Medical management versus intravenous thrombolysis for patients with minor non-disabling acute ischemic stroke: A systematic review and meta-analysis
DOI:
https://doi.org/10.54029/2024rkhKeywords:
non-disabling, acute ischemic stroke, meta-analysisAbstract
Background: The efficacy and safety of thrombolysis therapy in patients with mild stroke, especially acute non-disabling stroke is controversial. We intend to conduct this systematic review and meta- analysis to evaluate the efficacy and safety of thrombolytic therapy compared to medical management in acute non-disabling stroke.
Methods: We searched multiple databases to obtain articles related to medical management and intravenous thrombolysis therapy for minor non-disabling acute ischemic stroke from inception until November 28, 2023, and the search was conducted again on September 1, 2024. The primary outcome was functional independence (modified Rankin scale [mRS] score of 0 to 2) at 90 days. All analyses were performed using the random effect model. The quality of articles was evaluated through the Cochrane risk assessment tool and Newcastle-Ottawa scale.

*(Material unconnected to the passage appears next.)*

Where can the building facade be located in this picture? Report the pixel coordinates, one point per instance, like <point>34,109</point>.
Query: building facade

Results: 2 RCTs and 7 cohort studies met the inclusion criteria. The merge analysis showed that there was no significant difference in improving functional independence (mRS 0-2, RR: 1.01, 95% CI 0.98 - 1.04, P = 0.47) and excellent outcome (mRS 0-1) of patients with minor non-disabling acute ischemic stroke between IVT and medical management. However, IVT would increase the risk of early neurological deterioration (RR: 0.50, 95% CI 0.30 - 0.82, P = 0.007), compared to medical management. Analysis of the cohort studies showed that there was a significant correlation between IVT and sICH (RR: 0.20, 95% CI: 0.06 - 0.68, P=0.01).
Conclusions: For patients with minor non-disabling acute ischemic stroke, medical management will not have a negative impact on functional recovery, and may be a safer alternative.